A crucial aspect of Bennett’s work has always been his excruciatingly sharp use of language. His cunning mix of nail head accuracy and soft Yorkshire lilt creating really quite poetic images, which are kept all the more so by the fact that because of this, they always have one foot in reality.  The violin players of ‘Hymn’ going home on the tram in their rain spattered raincoats being a particularly good example. I’m willing to bet a toasted teacake or two that this unique skill of his is one of the main reasons people still flock to see his work, and Jennings  delivers every line to perfection. He seems to enjoy each and every syllable almost as if he’s eating a boiled sweet, savouring it and then delicately spitting it out into a handkerchief a few moments later. In itself, an appropriately Bennett-ian idea.

And how great the words those syllables make up are. For me, Bennett’s best work will always be ‘Talking Heads’. It’s the first of his work I ever saw, back in a Lancashire classroom tacked onto the school library (I think he’d like that). For others it would be the classic, ‘The History Boys’.  However there are some fantastic theatrical moments in the production’s sublime second act, ‘Cocktail Sticks’ which I think in years to come may even begin to rival some of his best known pieces. This is especially true of the middle aged Alan searching through his late mother’s cupboards, surmising parts of her character and life with each discovery, an image which I think will stay with most audience members long after they’ve left the theatre.

However it is precisely this greatness of the moving, funny and cleverly written ‘Cocktail Sticks’ which lends itself to criticism of the show’s first act. For poignant and nicely structured though ‘Hymn’ is, it is too short to ever really begin- we can’t settle in to it as an audience as much as we should. The beauty of Bennett’s work is being able to climb into his sharp tongued dialogue like a blanket (presumably a slightly prickly one from a charity shop in Bradford) and forget about the world outside of the little word castle he makes for us. The extensive inclusion of music in ‘Hymn’, however, doesn’t really allow us to do this. Enjoyable as it is as a piece in itself, its showy-  almost self-indulgence on the part of Nadia Fall’s direction, meant that it didn’t belong here especially well. It would have been happier as part of another compilation, or as a stand-alone feature, leaving ‘Cocktail Sticks’ to take to the stage solo, un-interrupted by an interval, in much the same vein as recent productions Constellations or Peter and Alice.  

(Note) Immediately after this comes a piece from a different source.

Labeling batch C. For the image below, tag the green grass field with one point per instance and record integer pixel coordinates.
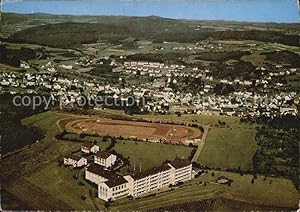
(229, 148)
(38, 165)
(150, 155)
(60, 181)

All forgiven and forgotten by Act Two as it is, however, this is a special night at the theatre for fans of dialogue, drama, well actually for fans of pretty much everything’s that is great and good about the art form. Gabrielle Lloyd and Jeff Rawle give strong performances as Bennett’s parents, with the tragic juxtaposition of Lloyd’s character’s social aspiring tendencies and later descent into dementia portrayed especially movingly. Bennett has always reminded me of T.S
Eliot, celebrating both the tedium and occasional beauty of everyday life and objects simultaneously, usually in the same sentence, and this production goes above and beyond achieving that. In fact, for a production culminating in two deaths, even touching upon the playwright’s own brush with cancer, ‘Hymn & Cocktail Sticks’ is actually teeming with life. And by life I mean the Woman’s Own, cake tins, kitchen tables and day trips to Morecambe. 

The main reason ‘Cocktail Sticks’ succeeds where ‘Hymn’ does not, is that one is exactly what audiences expect from Alan Bennett, and one is not. If this production teaches us nothing else, it’s that whilst Alex Jennings may indeed very good at being Alan Bennett, the man himself is even better at it.

Brilliant, in fact.

And by that definition Untold Stories is pretty much Alan Bennett all over.